Como castillos de arena sucumben los abedules, olmos, cipreses y tejos centenarios que fueran refugio de amantes nocturnos y morada de lechuzas nocherniegas (nocturnas). Leandro sonríe taimado y socarrón cuando las llamas anaranjadas lamen las copas de los árboles, cuya altura suprema parece decidida a pintar arañazos sobre el lienzo cerúleo del cielo.
Nadie puede verle, tan solo como está en medio de un paraje de ensueño que pronto será un yermo sudario de lágrimas cenicientas y ascuas gastadas. Retorna ya el alunado pirómano a su tranquila y anodina aldea, donde espera María, su esposa, y sus infantes inocentes, que nada saben de las aguas tenebrosas donde bracea febril su padre. No saben que ese hombre afectuoso, que siempre trae regalos de la ciudad, es un enfermo consumido por una obsesión ígnea (con el fuego).
Pero la casa está vacía.
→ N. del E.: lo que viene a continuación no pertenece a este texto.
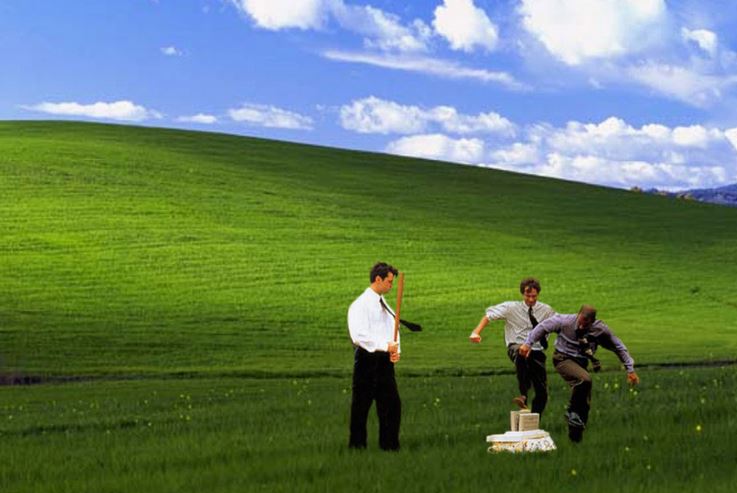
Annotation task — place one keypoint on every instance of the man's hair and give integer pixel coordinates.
(382, 269)
(529, 283)
(588, 312)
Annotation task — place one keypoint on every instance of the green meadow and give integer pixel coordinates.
(144, 271)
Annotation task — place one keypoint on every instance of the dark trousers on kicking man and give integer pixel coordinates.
(373, 379)
(531, 374)
(573, 371)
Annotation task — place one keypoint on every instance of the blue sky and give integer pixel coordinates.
(615, 92)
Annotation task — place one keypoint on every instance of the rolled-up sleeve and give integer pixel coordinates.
(622, 353)
(498, 312)
(358, 326)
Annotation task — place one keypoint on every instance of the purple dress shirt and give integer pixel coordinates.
(567, 343)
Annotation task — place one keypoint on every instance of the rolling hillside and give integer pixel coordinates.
(142, 251)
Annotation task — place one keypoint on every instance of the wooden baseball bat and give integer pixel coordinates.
(400, 291)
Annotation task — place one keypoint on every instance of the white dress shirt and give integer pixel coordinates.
(370, 325)
(517, 319)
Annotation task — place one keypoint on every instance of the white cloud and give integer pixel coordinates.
(439, 147)
(731, 135)
(285, 14)
(118, 110)
(705, 39)
(682, 83)
(615, 153)
(382, 30)
(270, 116)
(465, 26)
(198, 118)
(431, 66)
(375, 115)
(171, 51)
(579, 30)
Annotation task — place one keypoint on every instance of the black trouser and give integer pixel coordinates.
(573, 371)
(373, 379)
(531, 374)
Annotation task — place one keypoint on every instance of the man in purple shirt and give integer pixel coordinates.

Entonces recuerda Leandro que su familia acude cada viernes por la tarde a la cabaña roja y amarilla de Agnes, la dicharachera dependienta de la floristería que queda al otro lado del bosque. Las llamas han convertido el paraíso terrenal en los calderos de un infierno gestado con sus propias manos. Ya suenan las sirenas. El denso humo negro se eleva, dibujando funestas fumarolas. Leandro corre desesperado en pos de su familia. Suenan sirenas lejanas. Galopa el corazón en su pecho. Leandro sólo puede pensar en María y sus retoños, apresados en las garras de un fuego voraz, nacido de un delirio con nombre de incendio devastador y armas de destrucción masiva.